One of the things users of the early Macs will fondly remember is the sound the floppy drive makes when it ejects a disk: these drives have an electric motor inside which can automatically eject the disk and these make a fairly typical sound. I'd like to keep that sound and functionality intact, so I figured: why not build the card-reading part into a floppy disk?
Gutting a broken floppy is something I have done many a time when I was young, but
I have to say I never was this careful about not breaking anything.
I threw out the magnetic plastic on which the data used to reside and the cotton-y
stuff it spinned in. In goes the new data carrier: a SD-card inside its slot.
The SD-card has all its contacts connected to a piece of PCB which will sit in the window
the head of the drive used to come through to read the data off the disk.
The disk itself isn't thick enough to actually cover the complete SD-card and its slot,
so it'll have to stick out a bit on the underside of the disk.
And this is everything assembled again. The metal protection thingy still works, but it
shows the PCB instead of the magnetic disk.
So, how are we going to connect with the PCB? Enter these lil' critters. They're called
'pogo pins' and are normally used to make a temporary connection when a PCB has to
be tested after assembly. The top part has a spring behind it so it can be pushed into
the gold-colored part.
I assembled a couple of the pins into this. The idea is that this will replace the
head of the disk drive: instead of the head making contact with the magnetic disk
inside the floppy, these pins will make electrical contact with the piece of PCB inside
the modified floppy...
Like this. (For orientation: you're looking at the back of the modified disk drive; the
top metal part in the middle is the disks metal window protector thingy.) Disk gets
inserted, disk get lowered on the pogo pins, contact!
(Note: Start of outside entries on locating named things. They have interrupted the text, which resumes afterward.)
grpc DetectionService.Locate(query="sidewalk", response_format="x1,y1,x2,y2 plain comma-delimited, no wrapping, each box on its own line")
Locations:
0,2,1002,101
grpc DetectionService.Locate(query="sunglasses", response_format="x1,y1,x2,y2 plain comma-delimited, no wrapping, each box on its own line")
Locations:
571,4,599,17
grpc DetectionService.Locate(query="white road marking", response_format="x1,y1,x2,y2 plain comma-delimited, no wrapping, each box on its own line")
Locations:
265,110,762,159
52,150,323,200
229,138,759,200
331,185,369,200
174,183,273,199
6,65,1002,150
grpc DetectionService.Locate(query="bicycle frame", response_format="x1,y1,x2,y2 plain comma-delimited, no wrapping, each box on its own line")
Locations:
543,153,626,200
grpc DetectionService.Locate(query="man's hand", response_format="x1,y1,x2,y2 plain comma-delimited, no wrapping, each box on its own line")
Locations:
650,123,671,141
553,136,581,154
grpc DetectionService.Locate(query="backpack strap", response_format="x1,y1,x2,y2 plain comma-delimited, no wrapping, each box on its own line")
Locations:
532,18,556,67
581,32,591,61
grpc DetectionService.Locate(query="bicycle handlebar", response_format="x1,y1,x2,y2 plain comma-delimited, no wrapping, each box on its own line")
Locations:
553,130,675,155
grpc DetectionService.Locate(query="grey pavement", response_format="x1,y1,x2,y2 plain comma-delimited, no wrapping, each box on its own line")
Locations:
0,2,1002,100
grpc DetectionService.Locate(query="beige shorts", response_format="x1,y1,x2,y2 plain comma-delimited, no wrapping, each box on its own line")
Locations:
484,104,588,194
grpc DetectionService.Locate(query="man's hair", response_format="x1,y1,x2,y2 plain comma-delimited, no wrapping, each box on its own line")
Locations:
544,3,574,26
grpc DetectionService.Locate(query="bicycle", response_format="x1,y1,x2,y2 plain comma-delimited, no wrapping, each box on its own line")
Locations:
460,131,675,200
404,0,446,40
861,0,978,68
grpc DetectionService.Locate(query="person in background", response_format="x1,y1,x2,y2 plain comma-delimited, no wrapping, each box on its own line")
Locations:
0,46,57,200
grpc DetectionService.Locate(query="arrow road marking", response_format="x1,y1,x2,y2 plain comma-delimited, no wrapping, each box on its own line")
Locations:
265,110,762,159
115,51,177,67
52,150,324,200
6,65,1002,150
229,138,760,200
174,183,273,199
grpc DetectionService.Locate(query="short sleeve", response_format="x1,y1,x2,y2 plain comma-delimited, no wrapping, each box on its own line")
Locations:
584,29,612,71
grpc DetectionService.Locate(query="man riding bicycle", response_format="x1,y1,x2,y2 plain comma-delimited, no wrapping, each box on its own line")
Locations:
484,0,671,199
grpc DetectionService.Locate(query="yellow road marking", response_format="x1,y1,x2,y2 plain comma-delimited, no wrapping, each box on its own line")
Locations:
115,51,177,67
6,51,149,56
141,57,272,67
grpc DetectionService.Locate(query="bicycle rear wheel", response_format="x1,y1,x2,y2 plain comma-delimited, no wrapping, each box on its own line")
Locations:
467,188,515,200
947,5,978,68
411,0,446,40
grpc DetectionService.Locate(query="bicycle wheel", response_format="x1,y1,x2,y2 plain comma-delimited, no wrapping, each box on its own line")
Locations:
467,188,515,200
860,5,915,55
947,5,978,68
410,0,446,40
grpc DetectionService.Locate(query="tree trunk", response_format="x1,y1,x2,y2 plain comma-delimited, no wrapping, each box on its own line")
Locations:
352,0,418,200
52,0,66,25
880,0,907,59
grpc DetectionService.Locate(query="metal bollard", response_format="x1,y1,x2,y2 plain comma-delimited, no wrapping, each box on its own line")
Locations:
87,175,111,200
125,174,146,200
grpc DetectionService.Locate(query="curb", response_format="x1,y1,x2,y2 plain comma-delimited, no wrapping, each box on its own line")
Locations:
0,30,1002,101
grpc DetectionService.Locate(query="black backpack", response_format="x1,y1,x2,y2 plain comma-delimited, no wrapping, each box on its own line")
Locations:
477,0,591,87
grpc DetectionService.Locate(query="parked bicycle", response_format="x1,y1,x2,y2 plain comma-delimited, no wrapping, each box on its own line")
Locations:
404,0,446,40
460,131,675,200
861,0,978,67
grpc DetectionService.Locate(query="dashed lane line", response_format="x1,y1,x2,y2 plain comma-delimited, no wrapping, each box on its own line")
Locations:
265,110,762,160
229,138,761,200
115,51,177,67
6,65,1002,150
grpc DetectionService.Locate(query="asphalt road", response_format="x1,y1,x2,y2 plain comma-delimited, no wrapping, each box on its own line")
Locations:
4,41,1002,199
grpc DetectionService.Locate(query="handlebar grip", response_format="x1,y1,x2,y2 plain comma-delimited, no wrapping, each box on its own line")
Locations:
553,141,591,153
Now, how's the Dockstar going to get access to the inserted SD-card? Using a cardreader,
ofcourse. I've bought this li'l micro-SD-card-reader online for almost no money.
This is the teensy PCB that does all the heavy (electrical) lifting. SD in, USB out.
Can't get much simpler than that.
And here's everything connected and built into the original FDD-bracket.
Anyway, with all the modifications, does the all-important eject mechanism still work? Sure it does, and it still gives the authentic mac-ejects-disk-sound too!